NVIDIA DGX SuperPOD Overview#

The NVIDIA DGX SuperPOD™ is a multi-user system designed to run large artificial intelligence (AI) and high-performance computing (HPC) applications efficiently. While the system is composed of many different components, it should be thought of as a single system that can manage simultaneous use by many users and provide advanced access controls for queuing and scheduling resources. This ensures maximum performance, provides the tools for collaboration between users, and security controls to protect data and limit user interaction where necessary.

This document does not cover information about the DGX SuperPOD that is specific to local policies or general Unix/Linux topics such as access, queuing, quotas, compiling, and editing and manipulating files and data.

Logical System Diagram#

Figure 1 provides a logical depiction of the DGX SuperPOD and all the components that enable it to work as a single multi-user system.

Figure 1. Logical depiction of the DGX SuperPOD

The boxes and connections in Figure 1 indicate that these components are not a part of the userexperience. Any lines that are dotted indicate that there is some connectivity between the two resources, but not necessarily every sub-component is connected. The optional jump box is an optional component outside of the DGX SuperPOD that enables remote access into it.

Components from Figure 1 are further described in Table 1.
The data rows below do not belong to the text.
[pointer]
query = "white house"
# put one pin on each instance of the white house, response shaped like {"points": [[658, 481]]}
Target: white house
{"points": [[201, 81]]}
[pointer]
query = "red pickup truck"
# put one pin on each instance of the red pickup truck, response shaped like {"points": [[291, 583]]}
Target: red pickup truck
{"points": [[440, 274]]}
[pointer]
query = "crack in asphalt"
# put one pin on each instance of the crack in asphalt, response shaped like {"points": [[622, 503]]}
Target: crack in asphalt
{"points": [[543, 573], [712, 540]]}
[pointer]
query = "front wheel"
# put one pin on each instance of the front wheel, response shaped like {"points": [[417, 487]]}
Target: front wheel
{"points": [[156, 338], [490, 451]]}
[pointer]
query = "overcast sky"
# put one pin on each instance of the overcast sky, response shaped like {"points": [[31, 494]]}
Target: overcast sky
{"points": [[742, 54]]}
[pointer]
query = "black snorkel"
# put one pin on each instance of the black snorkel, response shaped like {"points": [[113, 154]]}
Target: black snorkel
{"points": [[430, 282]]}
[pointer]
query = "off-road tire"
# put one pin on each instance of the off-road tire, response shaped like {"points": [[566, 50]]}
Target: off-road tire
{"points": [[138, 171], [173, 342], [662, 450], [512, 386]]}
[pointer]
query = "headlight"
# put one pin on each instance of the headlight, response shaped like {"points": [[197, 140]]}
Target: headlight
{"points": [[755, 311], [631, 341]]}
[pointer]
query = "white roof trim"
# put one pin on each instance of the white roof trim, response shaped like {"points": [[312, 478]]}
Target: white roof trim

Table 1. DGX SuperPOD Components

Component	Description
Jump Box/Entry Point	The Jump Box/Entry Point is the gateway into the DGX SuperPOD intended to provide a single-entry point into the cluster and additional security when required. It is not actually apart of the DGX SuperPOD, but of the corporate IT environment. This function is defined by local IT requirements.
Management Nodes	The management nodes are the entry point for the user into the DGX SuperPOD. A login node is a CPU-only node for light-weight tasks where the user can develop code, submit, and monitor jobs, and manage your data.
Compute Nodes	The compute nodes are where the user work gets done on the system. Each compute node is an individual server, but with the high-speed fabric, applications can be efficiently spread out across multi-nodes.
High-Speed Storage	High-speed storage is optimized for efficient reading and writing of large data files. The high-speed storage is often treated as scratch, as it is difficult or impossible to back-up all data stored on the system. This is where datasets, checkpoints, and other large files should be stored.
Home File System	The home file system is a traditional, highly reliable network file system that trades performance for stability and enterprise management features. The assigned space is generally smaller than what is available on high-speed storage. Users should store scripts, code, Dockerfiles, and other small and important files.
Compute Fabric	The compute fabric is the high-speed network fabric connecting all the compute nodes together to enable high-bandwidth and low-latency communication between the compute nodes.
Storage Fabric	The storage fabric is the high-speed network fabric dedicated for storage traffic. Storage traffic is dedicated to its own fabric to remove interference with the node-to-node application traffic that can degrade overall performance.
In-band Management Network	The In-band Network Fabric provides fast Ethernet connectivity between all the nodes in the DGX SuperPOD. While its use should be transparent to the users, it hosts important traffic for node management and home file system access.

Navigating the DGX SuperPOD#

When a user first logs into the DGX SuperPOD, it will look like any other Linux system. They will be placed into their home directory and standard Linux commands will work.

For example:

# pwd
/home/dgxuser
# ls -al
./bashrc

In addition, the high-speed file system will be available on the login nodes and all the compute nodes:

# ls /lustre/fs1/
projects

The DGX SuperPOD is a collection of nodes and access is managed through the workload management system. The default workload management system is Slurm. Slurm enables submitting and managing jobs. See Workload Management for more details.

Note

The description regarding accessing the DGX SuperPOD is the default way of using the command line to interact with the system. Local deployments may provide other user interfaces for interacting with the system. In addition, the examples in this document use a standard naming convention for system names and directories but may be changed for a given environment.